The college also lodged claims for teaching students who lived in Scotland - who are ineligible for grants in England - by not submitting details of their addresses.

More than 170 staff, about one-third of the total, will be made redundant to help the college to repay the fees.

Halton College expanded rapidly when, six years ago, further education establishments were taken out of local authority control and turned into free-standing corporations. It touted for training and education business among big companies all over the country.

Clients included hotel chains, supermarkets and caterers, as well as ordinary students. Halton had already achieved notoriety when it introduced a National Vocational Qualification in shelf-stacking for Tesco. A former manager at the college, who did not wish to be identified, told Channel 4: "We had students up and down the country who had never seen tutors. Some students didn't even know they were on the teaching programme."
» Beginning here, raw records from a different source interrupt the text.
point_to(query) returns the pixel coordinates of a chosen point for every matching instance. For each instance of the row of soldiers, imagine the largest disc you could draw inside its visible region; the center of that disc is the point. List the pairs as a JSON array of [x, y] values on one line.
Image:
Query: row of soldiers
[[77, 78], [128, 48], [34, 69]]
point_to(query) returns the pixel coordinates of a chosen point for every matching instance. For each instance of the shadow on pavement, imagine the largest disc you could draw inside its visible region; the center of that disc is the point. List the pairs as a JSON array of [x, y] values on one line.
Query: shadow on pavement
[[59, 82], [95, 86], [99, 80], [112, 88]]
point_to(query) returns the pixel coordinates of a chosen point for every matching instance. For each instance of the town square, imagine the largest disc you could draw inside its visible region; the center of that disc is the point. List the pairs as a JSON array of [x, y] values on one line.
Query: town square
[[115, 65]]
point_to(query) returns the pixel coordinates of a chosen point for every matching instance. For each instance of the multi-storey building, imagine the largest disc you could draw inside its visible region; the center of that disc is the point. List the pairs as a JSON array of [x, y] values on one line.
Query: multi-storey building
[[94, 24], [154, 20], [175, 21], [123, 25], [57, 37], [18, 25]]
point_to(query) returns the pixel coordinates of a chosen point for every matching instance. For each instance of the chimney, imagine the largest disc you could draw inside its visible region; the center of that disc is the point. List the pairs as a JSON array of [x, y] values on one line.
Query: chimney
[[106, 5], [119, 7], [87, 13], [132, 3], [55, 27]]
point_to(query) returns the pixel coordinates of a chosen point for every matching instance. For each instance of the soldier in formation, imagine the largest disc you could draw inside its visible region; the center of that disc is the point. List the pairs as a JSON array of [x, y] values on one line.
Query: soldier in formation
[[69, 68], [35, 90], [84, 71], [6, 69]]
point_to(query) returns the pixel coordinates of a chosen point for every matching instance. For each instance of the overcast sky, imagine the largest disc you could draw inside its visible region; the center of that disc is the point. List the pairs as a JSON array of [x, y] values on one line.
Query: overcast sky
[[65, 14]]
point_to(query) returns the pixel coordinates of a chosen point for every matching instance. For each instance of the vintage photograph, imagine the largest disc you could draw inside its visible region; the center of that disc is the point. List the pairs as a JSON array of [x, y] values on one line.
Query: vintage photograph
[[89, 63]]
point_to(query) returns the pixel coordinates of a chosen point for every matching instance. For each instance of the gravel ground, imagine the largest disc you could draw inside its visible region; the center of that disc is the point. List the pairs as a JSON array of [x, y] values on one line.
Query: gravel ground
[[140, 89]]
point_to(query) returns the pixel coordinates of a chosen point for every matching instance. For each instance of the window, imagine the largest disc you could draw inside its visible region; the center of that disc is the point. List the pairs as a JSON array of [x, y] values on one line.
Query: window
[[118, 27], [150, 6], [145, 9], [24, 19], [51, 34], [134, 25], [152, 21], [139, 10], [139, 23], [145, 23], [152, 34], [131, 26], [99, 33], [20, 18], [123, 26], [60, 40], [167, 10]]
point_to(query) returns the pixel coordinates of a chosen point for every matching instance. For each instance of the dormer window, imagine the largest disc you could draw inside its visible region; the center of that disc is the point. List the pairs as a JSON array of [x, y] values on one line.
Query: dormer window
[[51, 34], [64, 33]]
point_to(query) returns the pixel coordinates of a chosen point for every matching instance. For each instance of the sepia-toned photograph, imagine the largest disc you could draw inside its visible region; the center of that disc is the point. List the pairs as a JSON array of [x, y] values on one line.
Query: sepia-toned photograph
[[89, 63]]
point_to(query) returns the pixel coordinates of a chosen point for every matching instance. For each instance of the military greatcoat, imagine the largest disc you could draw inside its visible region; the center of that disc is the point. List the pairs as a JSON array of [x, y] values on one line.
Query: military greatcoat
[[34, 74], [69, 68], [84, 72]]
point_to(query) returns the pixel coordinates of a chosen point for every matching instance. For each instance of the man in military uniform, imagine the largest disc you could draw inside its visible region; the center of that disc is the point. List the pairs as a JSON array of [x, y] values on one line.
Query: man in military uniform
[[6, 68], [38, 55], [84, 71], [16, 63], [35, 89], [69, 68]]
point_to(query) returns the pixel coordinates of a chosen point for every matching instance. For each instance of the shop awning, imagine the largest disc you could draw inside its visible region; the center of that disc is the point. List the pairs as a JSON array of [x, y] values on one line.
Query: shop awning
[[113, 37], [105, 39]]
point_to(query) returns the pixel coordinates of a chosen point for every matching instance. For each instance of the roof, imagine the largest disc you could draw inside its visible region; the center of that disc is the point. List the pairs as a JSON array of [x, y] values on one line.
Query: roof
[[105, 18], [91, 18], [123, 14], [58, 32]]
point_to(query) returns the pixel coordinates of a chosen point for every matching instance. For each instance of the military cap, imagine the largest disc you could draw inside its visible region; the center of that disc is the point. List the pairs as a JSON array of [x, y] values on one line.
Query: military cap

The manager said he had taught students on a one-hour course, but the college claimed for teaching them over 16 weeks. Asked whether the system of claiming fees was "fiddled", he replied: "It's my view that we or the college did, yes. There's no other excuse for it. To claim 16 weeks for a one-hour course is not misunderstanding the rules." For that indiscretion alone, the college has been ordered to repay the funding council pounds 254,000.

For a time, the college appeared to be awash with money. Mr Jenkins, who, with Mrs Dolphin, is suspended pending a disciplinary inquiry, was drawing a salary of pounds 118,000. Lecturers attended "away days" at luxury hotels, such as the Mottram Hall Hotel in Prestbury, Cheshire, which is favoured by Manchester United and the England national side before important matches. Its facilities including a championship- standard golf course.

The former college manager said: "It was well-known that our expenses were unlimited in the first two years. No one bothered, no one checked, no one was interested. We were making that much money - we were a bit like drunken sailors in port."

The FEFC report is expected to conclude that fees were claimed for "ineligible provision" of courses to students; expenditure on credit cards "was not adequately controlled"; and there was a lack of controls over travel expenses.

On taking trips abroad, which were aimed at recruiting foreign students, the FEFC is expected to say: "The number, duration, expense and geographical range of trips taken is out of all proportion to any of the benefits the college claims to have derived from them."

After the investigation into Halton College began, the NAO sent out a questionnaire to 117 other colleges to establish what sort of financial controls were in place. It is understood more than half did not specify who should authorise travel expenses for the principal or vice- principal. The NAO report is expected to recommend tighter controls on college credit cards, provision for a "whistle-blowers' charter" and advice to boards of governors on controlling the expenditure of principals.

In a statement to Channel 4, authorised by Mrs Dolphin, Mr Jenkins said: " I refute the allegations... Halton College was a pioneer in new forms of work-based training, and the FEFC's funding methodology was not designed to incorporate such work," he said. "We were open and transparent with the FEFC officers, who validated our claim after satisfying themselves that it was valid."

John Bolton, the college's acting principal, who was not present during the relevant period, agreed that the college benefited from the way it had interpreted the rules.

"Perhaps we claimed more than we should have done for some students, and perhaps wrongly added up the numbers of students in other areas. So, yes, the college did make some mistakes."

Asked about the huge amounts the college had over-claimed for courses, he replied: "Students are load-banded and you can claim up to a certain level for each student. And this college claimed at the maximum rather than perhaps the mid-point.

"Perhaps claiming at the mid-point might have been more sensible and, when we went back through the books and the records with the FEFC, quite clearly the college had over-claimed."